D-D Capsule

Deuterium-Deuterium Capsule

If we can achieve a temperature of 600-700 million °C, an ion density of 10²⁴ ions/cm³, and a magnetic field strength of over 100 Tesla sustained for 10 ns, it is potentially possible to generate up to 516 MJ of energy based on secondary Deuterium-Tritium and Deuterium-He³ reactions.

D-T Capsule

Deuterium-Tritium Capsule

D-He3 Capsule

Deuterium-Helium3 Capsule

Capsule Reactor

Our Capsule Reactors utilize commercially available deuterium in a unique and efficient process. Tiny capsules, typically measuring just 2mm in diameter, are carefully filled with a mere 1 mg of deuterium. This concentrated deuterium is then subjected to immense pressure using whispering gallery mode laser radiation, compressing it to the extreme conditions required for fusion – temperatures exceeding 100 million degrees Celsius, densities ranging from 600 to 1000 grams per cubic centimeter, and particle densities reaching a staggering 10^24 particles per cubic centimeter. To ignite this fusion reaction, a precisely timed pulse of proton radiation is delivered to the capsule, triggering the fusion event. The resulting blast of energy is then directed into a swirling pool of lithium-lead eutectic melt, a specialized liquid alloy specifically designed to absorb and utilize the fusion energy.

Primary Reaction

The Capsule Reactors convert 1 mg of deuterium into 0.5 mg of helium-3 and 0.5 mg of tritium fusion fuel, producing enough energy to operate the reactors themselves and the lasers needed for the fusion process. This self-sufficiency eliminates the need for external energy sources.
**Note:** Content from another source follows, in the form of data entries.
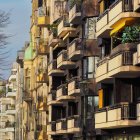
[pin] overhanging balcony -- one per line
(42, 76)
(53, 71)
(43, 18)
(73, 87)
(61, 126)
(119, 64)
(27, 97)
(75, 14)
(73, 124)
(63, 62)
(42, 47)
(11, 111)
(120, 13)
(11, 94)
(64, 29)
(136, 5)
(52, 98)
(7, 101)
(53, 40)
(62, 93)
(75, 50)
(51, 128)
(117, 116)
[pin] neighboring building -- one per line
(19, 97)
(118, 71)
(72, 64)
(8, 107)
(78, 76)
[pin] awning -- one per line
(121, 24)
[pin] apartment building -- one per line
(8, 107)
(19, 96)
(118, 71)
(74, 52)
(35, 74)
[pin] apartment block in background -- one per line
(8, 107)
(118, 71)
(72, 64)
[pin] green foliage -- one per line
(131, 34)
(73, 2)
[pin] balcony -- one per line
(43, 18)
(12, 77)
(136, 56)
(63, 62)
(117, 116)
(53, 40)
(75, 50)
(64, 29)
(27, 97)
(75, 14)
(62, 93)
(73, 124)
(51, 128)
(41, 106)
(137, 5)
(52, 98)
(10, 126)
(7, 101)
(73, 87)
(42, 76)
(11, 111)
(53, 71)
(118, 64)
(61, 126)
(11, 94)
(42, 47)
(118, 14)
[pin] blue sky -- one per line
(19, 26)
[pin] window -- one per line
(89, 67)
(92, 102)
(90, 28)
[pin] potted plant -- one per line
(127, 39)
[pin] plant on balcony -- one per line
(131, 34)
(73, 2)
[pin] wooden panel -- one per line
(100, 92)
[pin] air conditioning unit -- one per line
(137, 5)
(34, 108)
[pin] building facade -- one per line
(117, 75)
(78, 76)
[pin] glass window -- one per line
(89, 67)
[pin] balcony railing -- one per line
(51, 128)
(53, 40)
(64, 28)
(52, 69)
(42, 76)
(27, 98)
(115, 116)
(63, 62)
(74, 124)
(52, 97)
(75, 14)
(42, 47)
(75, 49)
(43, 18)
(118, 64)
(61, 91)
(61, 126)
(74, 87)
(114, 14)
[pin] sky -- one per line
(20, 12)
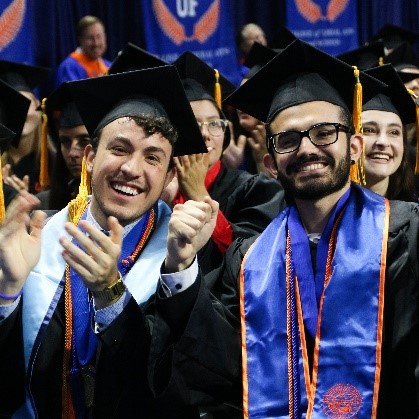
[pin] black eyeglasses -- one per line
(215, 126)
(320, 135)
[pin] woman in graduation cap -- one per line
(247, 202)
(27, 158)
(387, 168)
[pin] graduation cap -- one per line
(133, 57)
(282, 38)
(393, 36)
(201, 81)
(61, 111)
(367, 56)
(405, 61)
(13, 110)
(257, 57)
(58, 110)
(300, 73)
(403, 54)
(394, 98)
(157, 91)
(407, 72)
(22, 77)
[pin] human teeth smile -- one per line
(379, 156)
(127, 190)
(309, 167)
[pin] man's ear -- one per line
(169, 176)
(89, 155)
(270, 165)
(355, 147)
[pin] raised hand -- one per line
(96, 261)
(233, 155)
(16, 183)
(191, 171)
(190, 227)
(20, 242)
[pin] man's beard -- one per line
(313, 190)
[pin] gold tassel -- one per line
(217, 89)
(357, 171)
(2, 204)
(43, 172)
(415, 99)
(77, 205)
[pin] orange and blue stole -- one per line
(340, 306)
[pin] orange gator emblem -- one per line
(174, 30)
(341, 401)
(312, 12)
(11, 21)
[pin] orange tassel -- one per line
(43, 172)
(415, 99)
(217, 89)
(77, 205)
(357, 171)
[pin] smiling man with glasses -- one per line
(247, 202)
(327, 297)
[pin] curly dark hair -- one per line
(150, 125)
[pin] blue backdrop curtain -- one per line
(54, 22)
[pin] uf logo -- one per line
(312, 12)
(186, 8)
(204, 27)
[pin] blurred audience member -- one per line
(87, 60)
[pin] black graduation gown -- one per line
(249, 203)
(200, 333)
(121, 389)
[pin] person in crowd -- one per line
(13, 110)
(366, 56)
(245, 37)
(68, 131)
(73, 293)
(247, 202)
(132, 57)
(29, 159)
(247, 151)
(393, 36)
(87, 60)
(384, 117)
(324, 304)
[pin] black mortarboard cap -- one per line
(257, 57)
(133, 57)
(61, 110)
(22, 77)
(403, 54)
(367, 56)
(155, 91)
(282, 38)
(13, 110)
(300, 73)
(394, 98)
(393, 35)
(199, 78)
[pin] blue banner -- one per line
(16, 32)
(203, 27)
(330, 25)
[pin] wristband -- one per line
(11, 297)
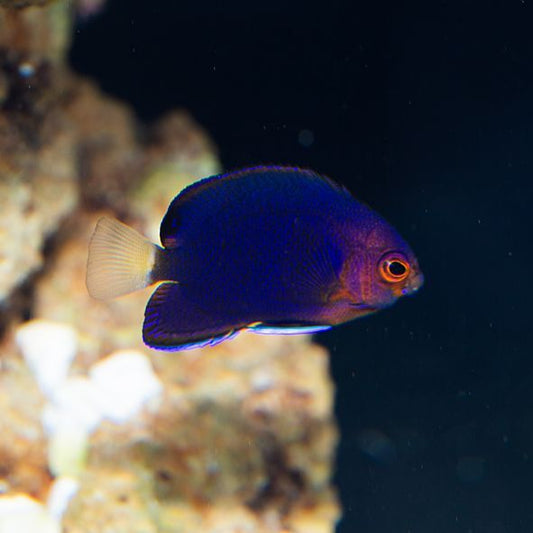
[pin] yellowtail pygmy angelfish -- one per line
(270, 249)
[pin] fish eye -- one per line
(394, 268)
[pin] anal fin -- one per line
(173, 322)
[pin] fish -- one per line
(269, 249)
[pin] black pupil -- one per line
(397, 269)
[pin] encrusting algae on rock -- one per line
(98, 432)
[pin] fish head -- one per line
(382, 269)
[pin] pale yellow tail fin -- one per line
(120, 260)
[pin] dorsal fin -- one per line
(218, 192)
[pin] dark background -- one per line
(425, 111)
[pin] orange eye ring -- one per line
(394, 268)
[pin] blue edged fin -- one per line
(265, 329)
(172, 322)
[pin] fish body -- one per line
(271, 249)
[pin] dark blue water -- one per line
(426, 113)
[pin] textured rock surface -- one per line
(235, 438)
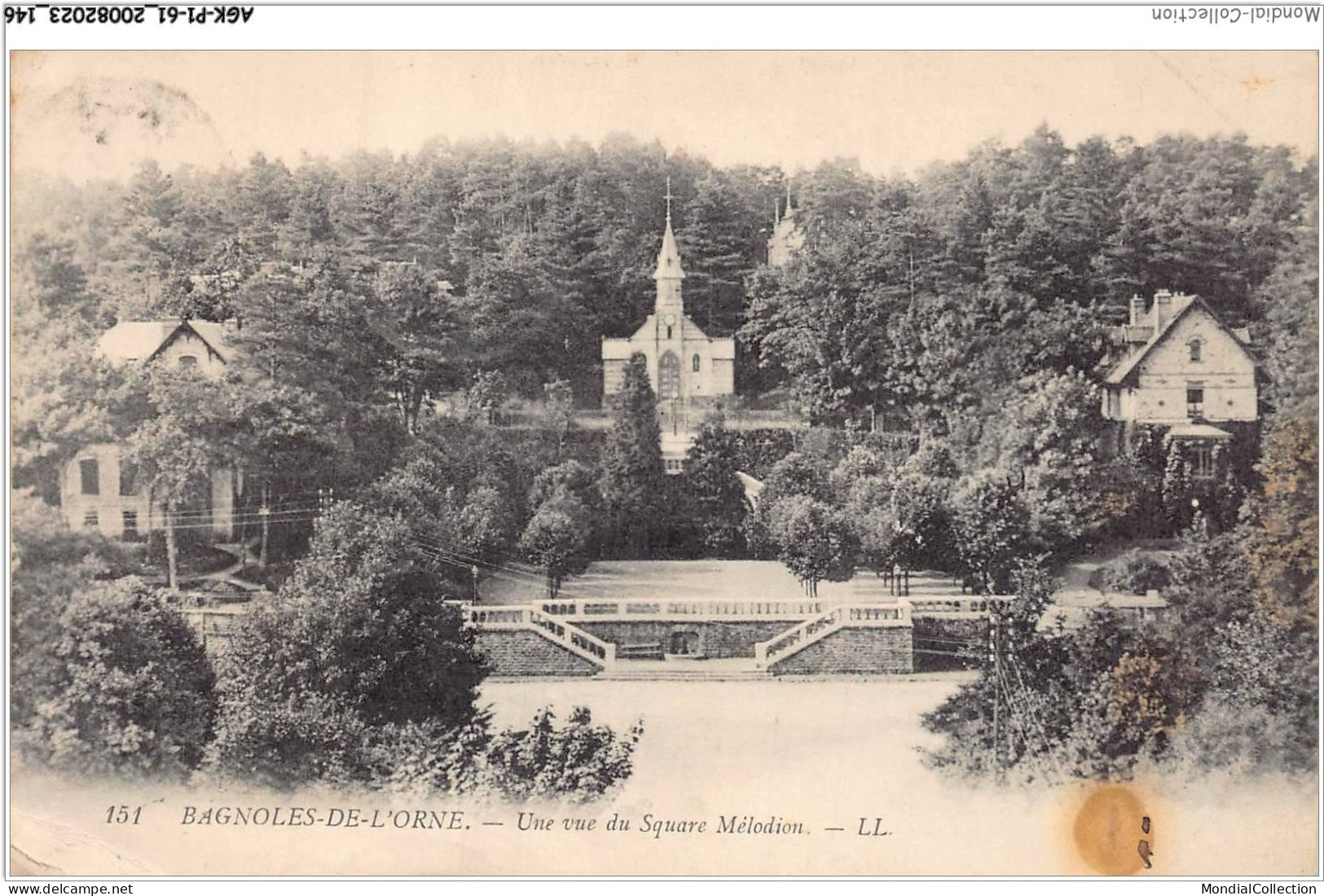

With an unparalleled efficiency, the Capsule Reactors generate 43 grams of tritium and 43 grams of helium-3 fusion material per day from processing one capsule per second. This prodigious output is equivalent to the fuel requirements of at least two 50 MW energy-producing reactors.

We fill the capsules with our own production tritium (0,5 mg) and commercially available deuterium (0,5 mg), then with whispering gallery mode laser radiation heat and compress the deuterium-tritium mixture to a temperature of 100 million degrees Celsius and a density of 10^24 particles per cubic centimeter. The mixture is ignited with proton radiation, causing it to undergo nuclear fusion. The capsule is then shot into a lead melt that is circulating at high speed.

Secondary Reaction

A fusion explosion occurs in the melt every second or more, generating alpha radiation, protons and neutrons. The energy from a single microgram of fusion fuel is estimated to generate around 150 MJ of fusion energy. The Capsule Reactors and the lasers operate entirely on the fusion electrical energy produced, eliminating the need for external energy input.

The inexhaustibility of cheap raw materials and the energy self-sufficiency of the INFROTON® pulsed magneto-inertial fusion technology make our solution sustainable.